Does correctness still matter?
FSE 2026 Keynote vs 2025 ACM SIGSOFT Outstanding Research Award
The answer is not clear, as large language models (LLMs) become more and more popular. Regardless of “hallucinations“, or mistakes, being a feature of LLMs, more and more discussions, deployments, and investments, continuing the excitements of ChatGPT.
In a keynote in the ACM International Conference on the Foundations of Software Engineering (FSE) 2026, CMU Prof. Mary Shaw argued that: Software engineering has a complicated relationship with “correctness”.
Correctness, confidence, and context: Framing software assurance in the AI age
She presented AI Challenges and Inherent Limitations: First, a great deal of tacit knowledge is not available in a form that makes it accessible for LLM training sets. Second attempting to go directly from natural language problem descriptions to running code short-cuts the world-machine mapping. Third, the statistical basis of machine learning is unsound; it does not permit rigorous reasoning, and SE has not yet come to understand how to manage this difference.
MIT Prof. Martin Rinard received the 2025 ACM SIGSOFT Outstanding Research Award, ”for fundamental contributions in pioneering the new fields of program repair and approximate computing.”
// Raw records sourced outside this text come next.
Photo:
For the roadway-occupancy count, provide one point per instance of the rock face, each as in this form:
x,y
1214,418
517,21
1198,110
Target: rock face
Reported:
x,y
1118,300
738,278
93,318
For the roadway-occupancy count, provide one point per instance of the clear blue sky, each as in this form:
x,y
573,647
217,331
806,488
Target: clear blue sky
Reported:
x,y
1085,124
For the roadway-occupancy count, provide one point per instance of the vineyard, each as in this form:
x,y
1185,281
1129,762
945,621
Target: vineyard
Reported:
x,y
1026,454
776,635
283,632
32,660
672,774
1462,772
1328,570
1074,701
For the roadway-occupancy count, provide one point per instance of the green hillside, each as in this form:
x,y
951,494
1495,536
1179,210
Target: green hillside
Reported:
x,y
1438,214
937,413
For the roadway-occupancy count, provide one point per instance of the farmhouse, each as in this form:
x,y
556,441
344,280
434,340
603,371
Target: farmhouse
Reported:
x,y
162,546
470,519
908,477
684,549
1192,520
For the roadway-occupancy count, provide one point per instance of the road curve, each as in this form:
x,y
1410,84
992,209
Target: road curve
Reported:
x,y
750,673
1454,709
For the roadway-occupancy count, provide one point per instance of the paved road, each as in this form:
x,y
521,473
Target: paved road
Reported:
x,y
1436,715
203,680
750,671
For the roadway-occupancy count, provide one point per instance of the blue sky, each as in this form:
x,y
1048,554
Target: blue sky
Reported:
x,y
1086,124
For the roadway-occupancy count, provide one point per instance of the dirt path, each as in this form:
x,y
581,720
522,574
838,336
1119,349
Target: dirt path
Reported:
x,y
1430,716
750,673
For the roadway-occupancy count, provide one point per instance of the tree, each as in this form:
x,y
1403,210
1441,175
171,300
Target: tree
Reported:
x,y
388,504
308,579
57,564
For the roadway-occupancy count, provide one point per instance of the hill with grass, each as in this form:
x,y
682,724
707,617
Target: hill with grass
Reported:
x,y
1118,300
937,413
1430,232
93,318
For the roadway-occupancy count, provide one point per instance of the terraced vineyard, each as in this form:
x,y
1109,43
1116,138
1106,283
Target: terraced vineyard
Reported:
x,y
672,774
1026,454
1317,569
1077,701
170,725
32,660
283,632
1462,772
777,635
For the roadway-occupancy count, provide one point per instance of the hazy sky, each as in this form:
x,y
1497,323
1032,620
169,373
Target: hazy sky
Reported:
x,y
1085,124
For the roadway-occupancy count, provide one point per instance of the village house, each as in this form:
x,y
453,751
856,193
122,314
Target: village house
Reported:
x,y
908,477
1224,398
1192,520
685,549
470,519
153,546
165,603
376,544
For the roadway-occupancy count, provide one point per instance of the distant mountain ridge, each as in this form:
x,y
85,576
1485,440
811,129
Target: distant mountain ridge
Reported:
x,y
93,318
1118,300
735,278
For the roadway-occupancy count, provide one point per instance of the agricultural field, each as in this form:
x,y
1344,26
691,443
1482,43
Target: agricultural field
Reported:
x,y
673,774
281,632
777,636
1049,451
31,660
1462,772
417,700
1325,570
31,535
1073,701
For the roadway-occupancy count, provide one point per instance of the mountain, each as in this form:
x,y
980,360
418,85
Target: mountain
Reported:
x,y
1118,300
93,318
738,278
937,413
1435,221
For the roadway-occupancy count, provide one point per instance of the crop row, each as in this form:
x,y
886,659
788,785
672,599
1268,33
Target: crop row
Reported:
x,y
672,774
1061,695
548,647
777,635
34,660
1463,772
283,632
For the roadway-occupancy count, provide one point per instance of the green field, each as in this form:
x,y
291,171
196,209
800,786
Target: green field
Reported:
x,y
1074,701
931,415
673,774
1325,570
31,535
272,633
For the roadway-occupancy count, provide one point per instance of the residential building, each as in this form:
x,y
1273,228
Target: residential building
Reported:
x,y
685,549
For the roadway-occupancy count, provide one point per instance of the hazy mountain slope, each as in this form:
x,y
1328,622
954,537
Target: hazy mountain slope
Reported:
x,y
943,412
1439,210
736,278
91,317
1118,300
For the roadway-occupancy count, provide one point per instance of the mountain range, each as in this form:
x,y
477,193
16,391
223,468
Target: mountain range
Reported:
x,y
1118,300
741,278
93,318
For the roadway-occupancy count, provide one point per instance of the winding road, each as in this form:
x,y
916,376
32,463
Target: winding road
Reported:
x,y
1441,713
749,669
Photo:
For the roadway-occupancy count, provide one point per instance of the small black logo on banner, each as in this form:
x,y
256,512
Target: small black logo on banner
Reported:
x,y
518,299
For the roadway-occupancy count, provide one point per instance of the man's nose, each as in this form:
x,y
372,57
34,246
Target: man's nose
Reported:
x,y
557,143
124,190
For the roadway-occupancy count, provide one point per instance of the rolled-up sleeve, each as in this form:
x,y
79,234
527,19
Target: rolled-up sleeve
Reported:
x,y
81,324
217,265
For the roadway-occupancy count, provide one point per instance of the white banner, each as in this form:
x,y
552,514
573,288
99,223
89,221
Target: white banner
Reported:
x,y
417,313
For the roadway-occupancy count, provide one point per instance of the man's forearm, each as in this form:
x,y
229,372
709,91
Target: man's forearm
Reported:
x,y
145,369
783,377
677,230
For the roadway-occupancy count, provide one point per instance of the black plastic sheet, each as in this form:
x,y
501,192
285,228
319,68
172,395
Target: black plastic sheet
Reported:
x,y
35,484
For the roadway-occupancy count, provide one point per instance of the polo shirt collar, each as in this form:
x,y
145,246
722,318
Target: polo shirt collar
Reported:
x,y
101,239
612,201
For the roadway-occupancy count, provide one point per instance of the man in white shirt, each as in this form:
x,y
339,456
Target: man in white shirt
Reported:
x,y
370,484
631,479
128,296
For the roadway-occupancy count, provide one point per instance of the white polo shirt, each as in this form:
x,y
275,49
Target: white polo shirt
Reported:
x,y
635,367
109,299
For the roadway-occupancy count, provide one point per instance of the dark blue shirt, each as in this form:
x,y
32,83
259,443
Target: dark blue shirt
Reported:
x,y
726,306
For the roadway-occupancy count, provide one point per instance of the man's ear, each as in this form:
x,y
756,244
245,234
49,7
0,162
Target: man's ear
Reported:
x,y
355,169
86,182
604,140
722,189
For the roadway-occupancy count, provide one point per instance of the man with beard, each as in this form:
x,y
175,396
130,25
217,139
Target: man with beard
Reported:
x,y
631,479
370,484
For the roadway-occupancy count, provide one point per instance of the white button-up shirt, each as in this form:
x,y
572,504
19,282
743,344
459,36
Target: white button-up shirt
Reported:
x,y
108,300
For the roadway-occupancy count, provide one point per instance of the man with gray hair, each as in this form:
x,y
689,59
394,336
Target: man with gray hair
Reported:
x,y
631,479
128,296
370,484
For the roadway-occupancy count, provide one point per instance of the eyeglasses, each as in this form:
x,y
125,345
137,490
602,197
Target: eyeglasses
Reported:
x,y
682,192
Research in Program Repair and Approximate Computing: A Retrospective
From Abstract: The prevailing value system in the field at the time focused on program correctness as a fundamental goal. This research, in contrast, was driven by a new perspective that emphasized acceptable (but not necessarily fully correct) survival through errors and the automatic identification and exploitation of performance versus accuracy tradeoff spaces implicitly present in computations coded to operate at only a single point in this space.
From Introduction: It is difficult to convey just how much skepticism this direction initially inspired. The programming language community in particular was deeply committed to correctness as a fundamental goal and reacted very negatively to the concept of executing through errors, especially with manufactured values.
Also from Introduction: The computer systems and software engineering communities were also skeptical but also more open to the idea — indeed, I have consistently found that one of the strengths of the software engineering community is the value it places on new ideas and concepts and its willingness to consider ideas that go against the current value system. Because of this openness, many of the results that I am most proud of have been published in the software engineering literature.
From both Abstract and Introduction, Prof Martin Rinard quoted from an anonymous reviewer: The basic idea—to assist incorrect programs in their efforts to emit incorrect output—is an abomination and if adopted would likely usher in a new dark age.
As LLMs become more and more popular, does correctness still matter, for communities like programming language, formal verification, and theory of computation?
As LLMs become more and more popular, does correctness still matter, for fields like computer science, engineering, and natural science?